I got to Skype with my family back home until the internet cafe closed. With the seven hour time difference life winded down in Lesotho while families were just starting to gather for turkey in the U.S. Strangely, I felt no connection to the holiday. No obligation to recreate it, and no necessity to be with anyone in particular. There was no excitement like when I used to envision sitting before a pumpkin pie; no feeling of exclusion like I was missing out. I accepted what life is – I’m here, you’re there. Perhaps the difference is that a year ago, I lamented about missing the holidays with friends and family. Life in Lesotho was still too new to embrace all of the new changes I was going through. But now I am completely happy and content with where I am and the life I live here.

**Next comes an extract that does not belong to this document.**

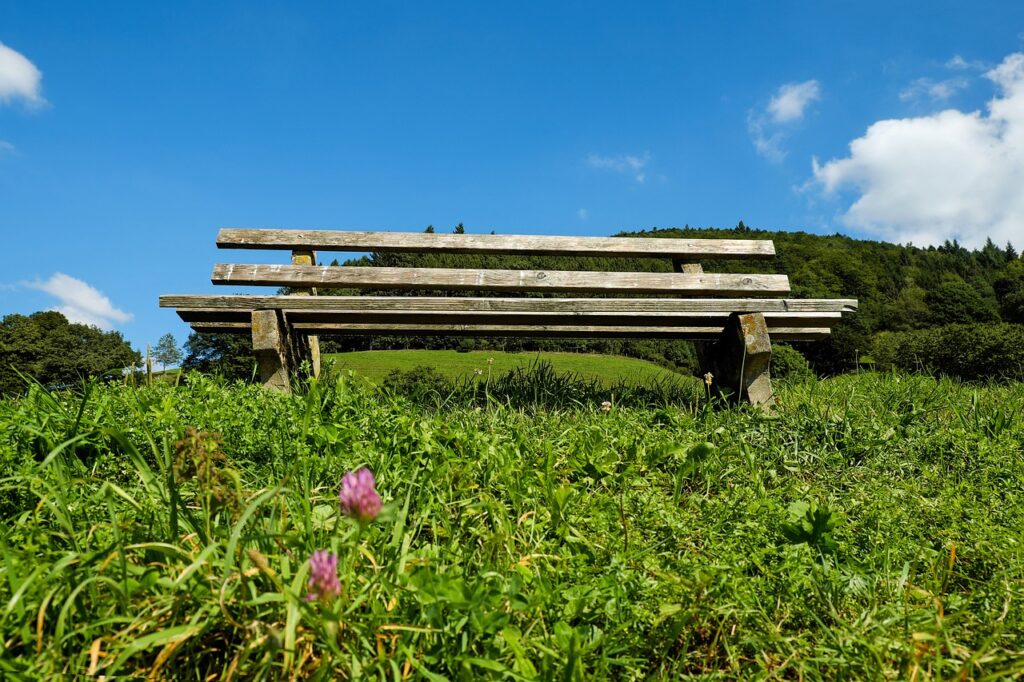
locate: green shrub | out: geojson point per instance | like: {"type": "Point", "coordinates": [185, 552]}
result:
{"type": "Point", "coordinates": [966, 351]}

November was a “breakthrough” month. I hate to admit it, but from around May to October I was in a slump. It was the mid-point of my service and no matter what I did I felt like I was going to remain miserably emotional until I left. Starting November 1st I had plans to travel and see friends every weekend, and just finished my touring last Wednesday, when I arrived back from Mozambique.
My journey around Lesotho and to Mozambique was the closest to a path of discovery I’ve known. I realized what it looks like to prioritize relationships and revel in their union. I tasted the refreshment of mountain air, saltiness of ocean waves, and delectable freedom of the open road. Most importantly, I felt, for the first time in a year and a half, what it’s like to come back to a house – a family – a community – a country, where life is my life, not my lifein Africa.
That being said, I am very grateful for the people in my life. From my co-workers to my village, from my acquaintances selling tomatoes on the street to the stranger holding a chicken on the taxi, they all make my living here so wonderful. It just took a bit of discovery to truly appreciate everything, the good and the not-so-great.
Since October I have been very busy! Business skills training, hip-hop (more like Beyonce) dancing, an international conference on Drug and Alcohol policy, grant assistance and research, World AIDS Day, and now two weeks of summer camp with youth. I hope to write a post about all of these in a few weeks. I mentioned travelling, so here are some pictures of where I went and what I did. Happy Holidays, enjoy!
Katse Dam, in Thaba-Tseka
PCVs walking to the boat cruise launch at Katse Dam
On the Katse Dam in Thaba-Tseka
A trick-or-treat tree, PCV, chess rook (or chef), minions, fisherman, repairman and photoshop victim gathered for Halloween.
View from my bed on vacation
Guinjata Bay, Mozambique
We ate prawns almost every day in Mozambique. SO. MANY. PRAWNS.
View of Guiquindo Lodge. We has the whole place to ourselves!
First time snorkelers!
Fisherboys looking for luck during low tide
Woman looking for mussels in low tide.
Walking the historic town of Tofo, Mozambique
xX Nthati Xx
Note: The title “Give Tanks” is referring to how Basotho say “Give Thanks”… please read it in that way. It’s kinda fun.